Poi però scorgevi lo sberleffo del musicista pionieristico che cavalcava la normalità aulica di Mogol per inventare orizzonti nuovi. Quando una strofa non gli piaceva, lui ci “camminava” sopra, ora pronunciandola più velocemente e ora abbellendola con un azzardo negli arrangiamenti. Se Mogol scriveva cose (da arresto) tipo “Preferisco allevar vitelli e conigli”, in piena sbornia da ecologismo equestre con tanto di attraversata d’Italia al trotto (il paroliere rideva sempre nelle foto, il cantante proprio no), la reazione di Battisti era il gioco. La rivoluzione. L’estraniamento. Il coretto cazzeggiante ne Le allettanti promesse; La suite casereccia di Dio mio no, con trama da Attrazione fatale e i musicisti che esplodono in assoli multipli; o ancora le pulsioni etniche di Anima latina. Battisti si è nascosto tutta la vita. Forse perché ha incontrato una moglie che lo ha protetto troppo, da vivo come adesso, e forse perché sapeva già di mettersi sin troppo a nudo nei dischi. I capelli arruffati, il look da campagnolo arricchito (su cui Edmondo Berselli, battistiano di ferro, ha scritto pagine impagabili). Aveva mille registri: quando andò a Sanremo nel ’69, e fu l’unica volta, pianificò il successo con lucidità da iconoclasta che si travestiva da nazionalpopolare (“Non sarà un’avventura”: appunto). Dieci anni dopo, batterie contrabbassi eccetera: la piena maturità musicale, accompagnata da quei gran geni degli amici (tra cui Ivan Graziani). Almeno dieci ballate eterne (ed è certo anche merito di Mogol), almeno dieci ritornelli che tutti riconoscono (alzi la mano chi non ha mai canticchiato La canzone del sole) e svariati oggetti mitici come quella “motocicletta 10Hp mitica, tutta cromata è tua se dici sìììììì”.

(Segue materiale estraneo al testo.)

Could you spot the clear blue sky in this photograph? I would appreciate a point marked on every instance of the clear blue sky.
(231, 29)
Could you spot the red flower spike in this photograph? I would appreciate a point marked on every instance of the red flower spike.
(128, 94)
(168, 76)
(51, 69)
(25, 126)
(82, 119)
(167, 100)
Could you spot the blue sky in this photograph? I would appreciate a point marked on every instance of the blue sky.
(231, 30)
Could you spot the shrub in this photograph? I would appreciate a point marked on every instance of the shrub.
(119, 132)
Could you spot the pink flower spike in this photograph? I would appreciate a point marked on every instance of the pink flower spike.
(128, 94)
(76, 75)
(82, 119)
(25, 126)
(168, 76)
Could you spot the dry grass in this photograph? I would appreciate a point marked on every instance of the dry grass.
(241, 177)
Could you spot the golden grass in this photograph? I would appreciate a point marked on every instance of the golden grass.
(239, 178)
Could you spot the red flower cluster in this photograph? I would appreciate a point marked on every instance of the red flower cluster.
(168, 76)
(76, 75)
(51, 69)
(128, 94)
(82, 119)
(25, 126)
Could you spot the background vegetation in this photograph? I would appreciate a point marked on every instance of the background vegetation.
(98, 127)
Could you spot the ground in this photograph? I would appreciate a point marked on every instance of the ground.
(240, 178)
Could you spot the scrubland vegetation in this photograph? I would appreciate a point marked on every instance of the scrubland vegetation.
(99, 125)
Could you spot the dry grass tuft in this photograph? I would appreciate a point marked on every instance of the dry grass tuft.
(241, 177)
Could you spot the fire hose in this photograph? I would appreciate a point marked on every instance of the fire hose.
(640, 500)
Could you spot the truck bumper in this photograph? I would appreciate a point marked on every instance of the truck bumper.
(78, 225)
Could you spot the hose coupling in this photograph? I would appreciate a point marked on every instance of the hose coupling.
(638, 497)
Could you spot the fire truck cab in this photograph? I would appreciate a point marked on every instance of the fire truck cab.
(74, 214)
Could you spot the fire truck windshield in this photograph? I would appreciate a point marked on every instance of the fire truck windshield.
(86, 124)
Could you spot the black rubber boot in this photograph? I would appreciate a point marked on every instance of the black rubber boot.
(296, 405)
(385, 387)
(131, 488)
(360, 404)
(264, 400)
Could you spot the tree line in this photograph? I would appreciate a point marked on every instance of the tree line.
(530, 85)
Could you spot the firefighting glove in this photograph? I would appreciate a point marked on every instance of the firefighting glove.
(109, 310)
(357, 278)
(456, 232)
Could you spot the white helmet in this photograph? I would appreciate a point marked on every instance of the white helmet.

Colonna sonora generazionale, genio con più spigoli che sorrisi. Più scappava dal proprio mito, più lo edificava. Negli Ottanta, malato e con destino a scomparsa, provò a violentarsi con uno degli album più brutti di sempre, E già. Poi incontrò Pasquale Panella, scoperto (chissà come) in un disco di Adriano Pappalardo, e firmò la pentalogia più aliena della musica italiana. Lo ricordavano commerciale, accessibile, edulcorato: lo ricordavano male. Don Giovanni fu uno schiaffo divino – “Dopo di noi, il diluvio” – all’immobilismo canoro e dunque mentale. Sentenziarono: “Lucio è cambiato”. No: la mutazione era la sua stella polare. Erano gli altri ad essersi fermati. A non volerlo capire. “In nessun luogo andai/ per niente ti pensai/ e nulla ti mandai/ per mio ricordo/ Sul bordo m’affacciai/ d’abissi belli assai”. In apparenza strofe criptiche, di fatto schegge irregolari di autobiografia. Battisti non ha reiterato che questo: affacciarsi sul bordo di crepacci che per altri erano abissi. E per lui, semplicemente, rampe di lancio appena inconsuete.